# Rio Grande garden railroad for sale



## mhutson (Jan 2, 2008)

To all:
I have listed my entire railroad for sale on ebay:
http://cgi.ebay.com/ws/eBayISAPI.dl...CA:US:1123 

Cheers!
Matt


----------



## Del Tapparo (Jan 4, 2008)

Sorry to hear it Matt. Good luck with your sale!


----------



## aceinspp (Jan 2, 2008)

Wondering why selling? Could not read the list of rolling stock. Later RJD


----------



## Steve Stockham (Jan 2, 2008)

There's literally tens of thousands of dollars in that collection! You might have better luck using an auction service. Good luck!
P.S. I'm sorry to hear that you're leaving the hobby Matt. Your pictures in the photo contest were always incredibly realistic!


----------



## Nicholas Savatgy (Dec 17, 2008)

Sorry to see you getting out, Ive book marked your Auction and may bid on your stuff but you would need to hold it for me till the K.S. convention as i'm coming to SEE a few of Kool aiders........
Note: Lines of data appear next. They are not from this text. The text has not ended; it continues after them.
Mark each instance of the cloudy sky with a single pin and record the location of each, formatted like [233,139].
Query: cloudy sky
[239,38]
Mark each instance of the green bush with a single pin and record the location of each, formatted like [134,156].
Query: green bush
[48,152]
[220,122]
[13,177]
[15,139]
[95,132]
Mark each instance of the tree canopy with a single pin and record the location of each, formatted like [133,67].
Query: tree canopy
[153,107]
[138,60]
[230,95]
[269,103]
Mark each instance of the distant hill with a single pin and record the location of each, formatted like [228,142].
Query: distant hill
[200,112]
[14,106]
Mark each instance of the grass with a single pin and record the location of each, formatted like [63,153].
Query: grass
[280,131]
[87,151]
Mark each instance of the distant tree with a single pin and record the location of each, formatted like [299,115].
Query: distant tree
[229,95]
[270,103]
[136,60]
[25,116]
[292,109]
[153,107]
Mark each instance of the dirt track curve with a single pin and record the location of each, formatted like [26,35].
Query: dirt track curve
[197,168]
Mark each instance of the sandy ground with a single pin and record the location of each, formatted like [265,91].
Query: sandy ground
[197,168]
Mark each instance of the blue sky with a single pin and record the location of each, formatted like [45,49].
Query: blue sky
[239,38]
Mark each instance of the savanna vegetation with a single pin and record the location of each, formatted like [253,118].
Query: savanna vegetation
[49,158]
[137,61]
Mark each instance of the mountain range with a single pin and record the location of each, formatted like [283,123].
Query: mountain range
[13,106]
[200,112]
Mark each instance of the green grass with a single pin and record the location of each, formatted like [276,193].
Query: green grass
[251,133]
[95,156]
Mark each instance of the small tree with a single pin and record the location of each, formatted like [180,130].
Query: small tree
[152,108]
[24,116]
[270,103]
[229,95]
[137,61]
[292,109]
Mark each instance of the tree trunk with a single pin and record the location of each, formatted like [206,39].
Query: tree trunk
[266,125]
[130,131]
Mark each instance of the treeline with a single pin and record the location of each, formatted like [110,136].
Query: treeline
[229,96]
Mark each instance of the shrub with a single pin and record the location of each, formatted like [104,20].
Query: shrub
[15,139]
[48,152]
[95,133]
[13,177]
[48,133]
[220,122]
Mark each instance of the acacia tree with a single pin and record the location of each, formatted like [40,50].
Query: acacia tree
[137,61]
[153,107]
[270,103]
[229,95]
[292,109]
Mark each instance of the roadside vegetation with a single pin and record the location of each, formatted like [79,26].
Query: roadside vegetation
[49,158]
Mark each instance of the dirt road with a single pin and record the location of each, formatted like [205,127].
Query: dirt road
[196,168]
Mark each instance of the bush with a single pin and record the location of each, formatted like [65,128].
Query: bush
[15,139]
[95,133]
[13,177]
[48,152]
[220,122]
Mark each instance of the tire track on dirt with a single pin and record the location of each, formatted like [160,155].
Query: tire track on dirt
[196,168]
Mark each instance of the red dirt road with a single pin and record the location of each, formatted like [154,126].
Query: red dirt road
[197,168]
I cant wait to go to the Mall , I Think theres going to be 2 people crying that day......................


----------



## Greg Elmassian (Jan 3, 2008)

When you click on the picture with the list of items, you can hit control - plus and zoom in, still a bit hard to read, but can be read. 

Greg


----------



## mhutson (Jan 2, 2008)

RJ, 
Selling because I have lost interest. Haven't touched most of that stuff in over two years. 

Thanks, 
Matt


----------



## bnsfconductor (Jan 3, 2008)

Quick question is it all one piece? Or you offering individual cars? I'd take a stab at the snow plow if it was offered seperately! 
Craig


----------



## mhutson (Jan 2, 2008)

Craig, 
All in one piece. 

Thank,s 
Matt


----------



## mhutson (Jan 2, 2008)

This listing has been updated:
http://cgi.ebay.com/ws/eBayISAPI.dl...0533893310 

Thanks for looking!

Cheers,
Matt


----------